16Cette équipe fut originale à plusieurs titres, voire hors norme. Hors norme par sa petite taille (elle dépassa rarement le nombre de six membres en rattachement principal), enrichie par des compagnons de route dont les apports intellectuels furent précieux : Olivier Dollfus, Paul Messerli (Berne), Bernard Debarbieux, Jacques Lévy ou Michel Lussault. Hors norme aussi par sa composition, eu égard aux exigences générales de constitution d’équipes reconnues par les instances scientifiques. En effet, pendant plusieurs années, l’équipe ne compta qu’un seul professeur, son directeur, et un nombre proportionnellement élevé de doctorants ou de jeunes docteurs (en revanche, si l’équipe existait encore de nos jours, elle ressemblerait à une armée mexicaine, la plupart de ses membres étant désormais professeurs des universités, en France ou en Suisse). Hors norme par l’engagement de ses membres, à travers des productions authentiquement collectives ; des productions collectives à signature collective (« Équipe MIT », une signature peu parlante qui défrisa beaucoup l’éditeur et nombre de collègues, qui préféraient parler de « R. Knafou et l’Équipe MIT »). Car les productions ont été véritablement pensées, discutées et écrites en commun, notamment durant nos séminaires présahariens, chaque automne, à l’hôtel des Trois chameaux de Mirleft transformé en annexe saisonnière de l’équipe. Cette situation a été bien résumée par le compte rendu de Tourismes 1. Lieux communs par Jean-Robert Pitte, dans les Annales de géographie [Pitte 2003] :
« Sous un titre et un nom collectif aussi peu évocateurs que possible, voici un ouvrage bien écrit, sainement décapant, voire ironique et plein d’aperçus passionnants sur le tourisme. MIT est une équipe [...] qui s’attaque ici à une question majeure du monde contemporain ».
17Et de conclure :
« Au total, il faut absolument lire ce livre pénétrant, quitte à se remettre soi-même en cause et à attraper une légère urticaire. Il ne remplace pas les manuels de géographie existants, mais il est un préalable à leur lecture ».

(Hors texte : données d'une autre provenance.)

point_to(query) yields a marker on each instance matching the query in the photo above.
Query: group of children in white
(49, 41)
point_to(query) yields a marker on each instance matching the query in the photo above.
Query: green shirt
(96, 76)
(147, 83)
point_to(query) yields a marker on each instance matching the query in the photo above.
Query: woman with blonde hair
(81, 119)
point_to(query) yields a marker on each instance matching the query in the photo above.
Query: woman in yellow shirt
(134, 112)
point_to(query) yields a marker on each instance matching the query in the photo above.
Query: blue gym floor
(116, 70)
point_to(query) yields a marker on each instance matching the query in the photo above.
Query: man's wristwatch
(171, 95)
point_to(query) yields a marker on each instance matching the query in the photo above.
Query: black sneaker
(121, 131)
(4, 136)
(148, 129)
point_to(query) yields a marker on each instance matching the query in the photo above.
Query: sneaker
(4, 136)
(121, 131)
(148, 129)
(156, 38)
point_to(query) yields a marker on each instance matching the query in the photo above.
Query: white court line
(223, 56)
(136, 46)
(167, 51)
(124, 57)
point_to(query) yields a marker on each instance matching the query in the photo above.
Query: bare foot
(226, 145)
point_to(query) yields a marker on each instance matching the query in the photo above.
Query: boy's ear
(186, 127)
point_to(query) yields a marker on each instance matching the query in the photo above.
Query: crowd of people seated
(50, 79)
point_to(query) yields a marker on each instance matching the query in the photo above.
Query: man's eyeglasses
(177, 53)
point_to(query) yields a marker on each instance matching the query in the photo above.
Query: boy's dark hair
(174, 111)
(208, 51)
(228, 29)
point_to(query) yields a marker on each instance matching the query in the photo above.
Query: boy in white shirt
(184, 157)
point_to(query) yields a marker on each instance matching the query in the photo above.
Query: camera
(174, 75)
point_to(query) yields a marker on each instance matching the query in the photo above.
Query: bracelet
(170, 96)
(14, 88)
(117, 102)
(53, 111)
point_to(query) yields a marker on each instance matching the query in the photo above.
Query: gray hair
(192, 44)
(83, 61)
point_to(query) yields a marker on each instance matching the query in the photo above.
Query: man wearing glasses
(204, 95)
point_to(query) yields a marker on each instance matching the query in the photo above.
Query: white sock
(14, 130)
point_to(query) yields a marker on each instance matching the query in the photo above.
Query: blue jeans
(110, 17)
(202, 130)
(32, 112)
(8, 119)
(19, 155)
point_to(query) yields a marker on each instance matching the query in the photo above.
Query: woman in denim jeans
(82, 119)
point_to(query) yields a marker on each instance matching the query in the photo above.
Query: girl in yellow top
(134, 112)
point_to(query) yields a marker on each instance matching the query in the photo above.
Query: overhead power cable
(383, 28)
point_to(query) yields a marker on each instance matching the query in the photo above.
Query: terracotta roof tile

18Hors norme également quand on rappelle qu’elle bénéficia régulièrement des meilleures évaluations scientifiques, alors qu’elle ne satisfaisait aucunement aux standards en vigueur que le ministère de la Recherche établissait au même moment.
19Dirigée par un marginal ayant occupé différentes fonctions centrales (Intergéo, le FIG, la présidence du jury de l’agrégation externe, des responsabilités éditoriales), cette équipe eut une visibilité dans le paysage géographique bien supérieure au nombre de chercheurs qu’elle rassemblait et en contradiction paradoxale avec le manque de considération dont souffrait encore la recherche dans le domaine du tourisme.
20Hors norme enfin fut sa disparition, assez paradoxale pour une équipe sans équivalent en matière de travail collectif mais qui dépendait exagérément du rapport à une seule personne. On peut y trouver au moins trois explications qui se cumulent. Tout d’abord, un constat objectif : fondée et dirigée par moi, qui étais l’élément rassembleur ayant des liens directs, personnels, avec la quasi-totalité de ses membres, l’équipe n’a pas survécu à mon départ de l’Université, en 2008.
21Il s’y ajoute un mécanisme général qui n’est pas si difficile à comprendre : certains de ses membres y ont grandi, y ont beaucoup appris (en y apportant beaucoup) et, à un moment donné, ont ressenti un besoin d’émancipation tout aussi fort et pressant qu’avait été le besoin d’agrégation. Ainsi, ce qui, à un moment donné, constituait une puissante force centripète, a fonctionné comme une force centrifuge, dans un mouvement brutal de basculement.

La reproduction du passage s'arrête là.